Over the last several weeks I have heard it joked about that this time of quarantining is going to result in a lot of baby making and/or a lot of divorces and while I am all for increased sexy time I am hoping to help people avoid the latter. Having spent the last twenty-seven months with my husband (24/7) as we traveled the globe, I want to pass along some of the things I learned about being a good partner and how to avoid needing a divorce lawyer or killing each other. Since this is Part 2 of this article let’s just review the tips from last week before we move on to the new stuff:

  • Learn to let go - That means no grudge holding or keeping tally of good or bad behavior and pick your battles wisely .
  • Repair rifts - This means quickly acknowledging when rifts occur and our part in causing the rift, asking for forgiveness, and then snuggles/hugs/kisses given and forgiveness can commence.
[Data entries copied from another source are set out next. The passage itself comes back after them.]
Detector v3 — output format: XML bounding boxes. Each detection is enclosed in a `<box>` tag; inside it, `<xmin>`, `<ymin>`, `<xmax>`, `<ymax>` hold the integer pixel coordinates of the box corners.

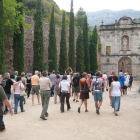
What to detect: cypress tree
<box><xmin>33</xmin><ymin>0</ymin><xmax>44</xmax><ymax>72</ymax></box>
<box><xmin>76</xmin><ymin>30</ymin><xmax>85</xmax><ymax>73</ymax></box>
<box><xmin>0</xmin><ymin>0</ymin><xmax>5</xmax><ymax>74</ymax></box>
<box><xmin>90</xmin><ymin>26</ymin><xmax>98</xmax><ymax>73</ymax></box>
<box><xmin>13</xmin><ymin>0</ymin><xmax>24</xmax><ymax>74</ymax></box>
<box><xmin>48</xmin><ymin>6</ymin><xmax>57</xmax><ymax>73</ymax></box>
<box><xmin>59</xmin><ymin>11</ymin><xmax>68</xmax><ymax>72</ymax></box>
<box><xmin>83</xmin><ymin>16</ymin><xmax>90</xmax><ymax>72</ymax></box>
<box><xmin>69</xmin><ymin>0</ymin><xmax>75</xmax><ymax>71</ymax></box>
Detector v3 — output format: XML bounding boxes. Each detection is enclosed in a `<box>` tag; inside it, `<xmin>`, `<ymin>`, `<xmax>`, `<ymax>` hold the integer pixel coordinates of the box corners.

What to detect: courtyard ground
<box><xmin>0</xmin><ymin>82</ymin><xmax>140</xmax><ymax>140</ymax></box>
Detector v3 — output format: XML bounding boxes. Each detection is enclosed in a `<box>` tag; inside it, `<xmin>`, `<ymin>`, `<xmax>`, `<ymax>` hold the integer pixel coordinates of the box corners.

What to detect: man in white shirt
<box><xmin>39</xmin><ymin>71</ymin><xmax>52</xmax><ymax>120</ymax></box>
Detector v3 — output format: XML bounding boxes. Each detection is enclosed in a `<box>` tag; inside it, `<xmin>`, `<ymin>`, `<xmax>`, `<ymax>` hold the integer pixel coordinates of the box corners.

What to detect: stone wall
<box><xmin>5</xmin><ymin>16</ymin><xmax>78</xmax><ymax>73</ymax></box>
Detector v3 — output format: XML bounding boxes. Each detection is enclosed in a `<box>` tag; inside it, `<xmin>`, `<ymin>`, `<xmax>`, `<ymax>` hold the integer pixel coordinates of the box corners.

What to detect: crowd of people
<box><xmin>0</xmin><ymin>68</ymin><xmax>133</xmax><ymax>131</ymax></box>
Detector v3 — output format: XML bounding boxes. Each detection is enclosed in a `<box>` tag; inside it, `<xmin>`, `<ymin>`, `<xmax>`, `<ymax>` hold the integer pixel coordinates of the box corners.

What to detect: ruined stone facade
<box><xmin>99</xmin><ymin>17</ymin><xmax>140</xmax><ymax>78</ymax></box>
<box><xmin>6</xmin><ymin>16</ymin><xmax>79</xmax><ymax>73</ymax></box>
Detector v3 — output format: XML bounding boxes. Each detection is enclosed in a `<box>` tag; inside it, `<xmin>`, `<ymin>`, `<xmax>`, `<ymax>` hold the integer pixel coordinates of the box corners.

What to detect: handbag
<box><xmin>20</xmin><ymin>84</ymin><xmax>27</xmax><ymax>97</ymax></box>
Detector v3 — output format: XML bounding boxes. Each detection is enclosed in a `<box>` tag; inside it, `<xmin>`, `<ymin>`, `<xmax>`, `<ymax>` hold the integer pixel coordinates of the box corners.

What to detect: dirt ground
<box><xmin>0</xmin><ymin>82</ymin><xmax>140</xmax><ymax>140</ymax></box>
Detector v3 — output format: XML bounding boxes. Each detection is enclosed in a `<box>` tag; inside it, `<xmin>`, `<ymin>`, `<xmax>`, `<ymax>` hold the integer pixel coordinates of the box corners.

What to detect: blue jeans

When you are together 24/7 holding grudges or stewing on past hurts and/or wrong doings will drive everyone mad.
  • Turn towards each other - Refers to the behavior of responding to your partner’s need to connect in some way. We all have needs to connect- we want to feel heard, understood, needed, cared for, thought of, adored, desired- so this is all about learning to recognize your partner’s bids for attention and connection and responding to those (check out Part 1 for some ideas on how to increase those connections) as well as how to create those opportunities and initiate deeper connection.

Okay, and now that we are all caught up, let’s build on these with some new ones!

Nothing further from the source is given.